What are other men's wars, when there is music?

He plays many things, his own pieces, and those of the man he calls his godfather though he died before he was born, and he sings only occasionally, though he's been told he has a wonderful voice. He knew notes and keys before he learned how to spell.

He favors Chopin on old pianos.

(There's a J.P. Hale square grand in Tombstone that sounds just fine, and he plays the Mazurka in F minor as softly as if there was a child asleep in the next room, the way his mother taught him.)

In May of 1918, his father contracts a flu that goes straight to his chest. His father is far from a young man, and has not been well anyway, but the flu lays him out, and while he lies there burning with fever, pillows under his back to keep him propped up as he brings up blood foul and dark, he mistakes his son for a man thirty years in the grave, who his son has never met, and who he bears no resemblance to, other than a shared first name.

The pain of it cuts straight to his heart.

(He tries not to see the grief in his father's eyes, though the story of it is older than he is, and he knows it as well as he knows himself.)

It is only through his mother's tender care that his father survives, and after the fever breaks, she sits outside for a long time, under the stars, twisting the rings she wears on her fingers.

(He develops the same flu, but it is mild and passes. He has a strong constitution, has been fit and healthy all of his life, and there is no weakness in his lungs.)

He keeps a map, of all the places he has been, and all the places he has yet to be. He marks them off one at a time, and has no intention of succumbing to romance until he has been through them all.

The entire state of Utah he rides through on horseback as befits the stories he's heard of it. The dust kicked up his horse forms whispers that might almost be ghosts.

In Helena the hairs on his arms prickle, and every time he turns a corner he feels as if he is being watched. He keeps a knife tucked safe inside his boot.

Tucson makes his blood cry out and he gets into a drunken fight that lands him in a cell for two nights.

Dodge City is a shadow of how it was forty years ago but through half-closed eyes he sees how it might have been, and understands how his parents talk of it with fondness.

Glenwood is full of ghosts, but Glenwood he knows better than anywhere else in the world. He has visited it once a year for every year of his life, and will visit it every year he has yet to live (and it is a good many, though of course he has no way to know that).

In Cheyenne there is a girl. Tumbling blonde curls and sloe dark eyes. The daughter of a cavalry captain and a ballerina. He tells her he is a traveling musician, and it is not quite a lie because he plays music wherever he can and the piano is the only thing that makes his thoughts stop racing. She smiles, and her lips are soft against his, her hands gentle on his skin, as she lays him down.

Her father tells him he has a remarkable memory for music.

The words feel as if he should have heard them before.

(The ex-captain also tells him there is something familiar in his face, but he is certain he has never seen the man before, and part of him wonders if he is always bound to follow the trails of ghosts and consumptives and gamblers, or is it just that those are all there has been to create the stories of his world?)

Kaycee is barely a town, but it is there he meets an artist with elegant wrists and long fingers, who smiles wryly at him from a knowing face and whose lips are misleadingly thin for how soft they are.

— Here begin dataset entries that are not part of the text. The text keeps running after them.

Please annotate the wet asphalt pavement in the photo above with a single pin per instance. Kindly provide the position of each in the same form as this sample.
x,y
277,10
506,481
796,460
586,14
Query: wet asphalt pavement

The artist lays him down beneath the stars, and kisses him, and touches him, and he feels things he never knew it was possible to feel (though it was there in every story he was ever told, hidden beneath the surface, sacred pieces unspoken) his heart throbbing as they lie together a tangle of limbs.

The artist has a mildly persistent cough, legacy of bronchitis, but he is the most beautiful man he has ever seen.

The two of them occupy his thoughts, the girl with the sloe eyes, the artist with the thin wrists. They live behind his eyes, and whisper to him every time he sleeps, and even alone beneath the stars he feels as if he might almost touch them, if he would only reach out.

He makes his annual pilgrimage back to Glenwood in November, the mountains calling to something in his bones, and visits the graveyard where the man who first wore his name lies.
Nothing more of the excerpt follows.